Somewhere, Pete Rozelle had to be smiling.

The former NFL commissioner was also its prime proponent of parity, seeing an NFL utopia in which the have-nots could knock off the haves on any particular Sunday.

Yesterday was such a long-shot day. To what degree? Well, all six division winners got knocked off.

But it wasn't just the final scores, it was the curious way those scores materialized.

For instance, Washington had won 11 straight, was playing at home against a team that had lost three of its past four and would lose its quarterback early in the third period. Easy win, right? Nope, Cowboys, 24-21.

The richly (especially Dan Marino) tanned Dolphins facing a snowstorm in Chicago? But it was the rugged Bears of Iron Mike Ditka who were defeated when a Dolphins receiver slipped . . . and still caught a long pass in overtime.

Speaking of overtime, New Orleans (9-2 like the Bears going in) had Atlanta pinned on its 2 in the extra session. Saints win? Not yesterday.
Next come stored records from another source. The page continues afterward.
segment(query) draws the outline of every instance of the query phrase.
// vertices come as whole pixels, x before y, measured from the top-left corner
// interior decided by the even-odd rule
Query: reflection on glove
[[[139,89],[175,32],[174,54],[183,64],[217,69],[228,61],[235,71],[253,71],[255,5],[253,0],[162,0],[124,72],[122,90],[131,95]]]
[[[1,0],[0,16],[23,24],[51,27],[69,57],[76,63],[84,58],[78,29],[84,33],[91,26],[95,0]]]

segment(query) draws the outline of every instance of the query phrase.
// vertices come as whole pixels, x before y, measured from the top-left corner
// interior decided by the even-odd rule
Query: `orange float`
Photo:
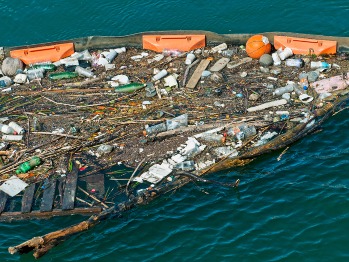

Five plays later the Falcons had kicked a game-winning field goal.

The 10-1 Bills had a chance to win in the last minute against the 3-8 Patriots, who had only lost their last four in the closing minutes. But this time New England held on, 16-13.

In Pittsburgh, Houston's Warren Moon was expected to tear up a Steelers defense that had given up 726 passing yards the last two games. Five Moon interceptions later, it was 26-14 Steelers.

And in Seattle, 8-3 Denver was given two fumbles by Seahawks quarterback Dave Krieg, but still lost, 13-10.